A4J has funded at least a dozen shows over the years. (For one of its most notable, “Marking Time: Art in the Age of Mass Incarceration” at MoMA PS1, the New Yorker wrote that it was “hard to imagine a more essential exhibition.”) But the bulk of A4J’s work has been concerned with policy. One of its grantees played a key role in restoring voting rights to previously incarcerated Floridians; another abolished cash bail and post-conviction fees in New Orleans, Houston, and St. Louis. Altogether, the fund will have allocated more than $125 million to artists and groups aligned with its mission when its time comes to an end on June 30, the same date that “No Justice Without Love” closes at its longtime partner, the Ford Foundation.
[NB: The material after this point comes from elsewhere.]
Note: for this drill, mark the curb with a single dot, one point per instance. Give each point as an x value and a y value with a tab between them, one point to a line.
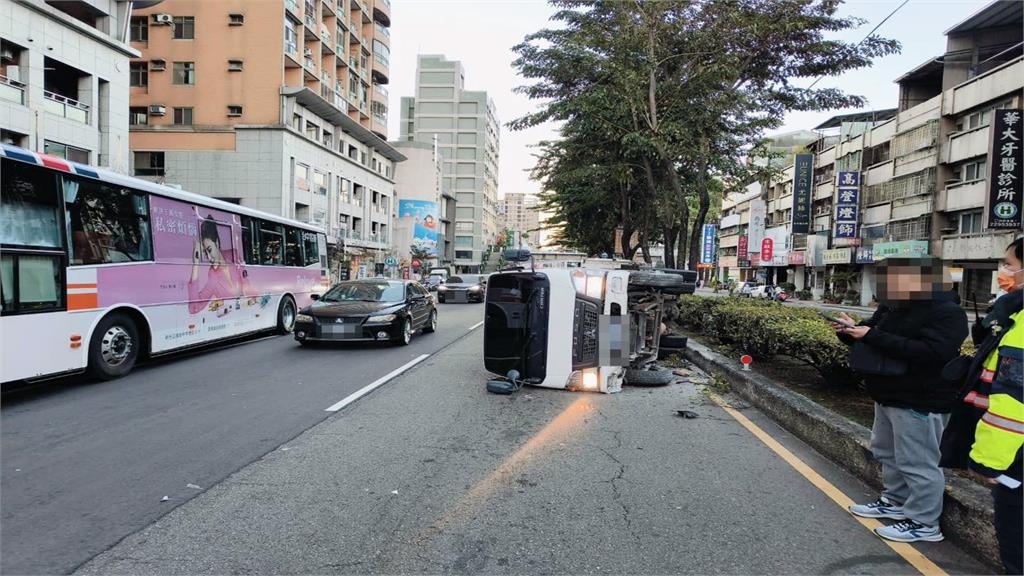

Why sunset A4J when it’s managed to accomplish so much amid such fraught years? For one, A4J is out of money; in fact, the end was supposed to come a year ago, before the philanthropist MacKenzie Scott and the artist Julie Mehretu came through (the latter by taking Gund’s lead and selling one of her works for $6.5 million). But A4J’s relatively short lifespan is also directly tied to its success. A time-limited fund offers an urgency that can be rare in the realm of traditional philanthropy, notes A4J’s project director Helena Huang. “Many of the issues that philanthropy takes on are long-term, but we think there is real value in declaring that you are going to be catalytic and moving money quickly,” she says. “You could sit and think and think, but—as Agnes always reminds us—it makes no sense to be sitting around when people are suffering.”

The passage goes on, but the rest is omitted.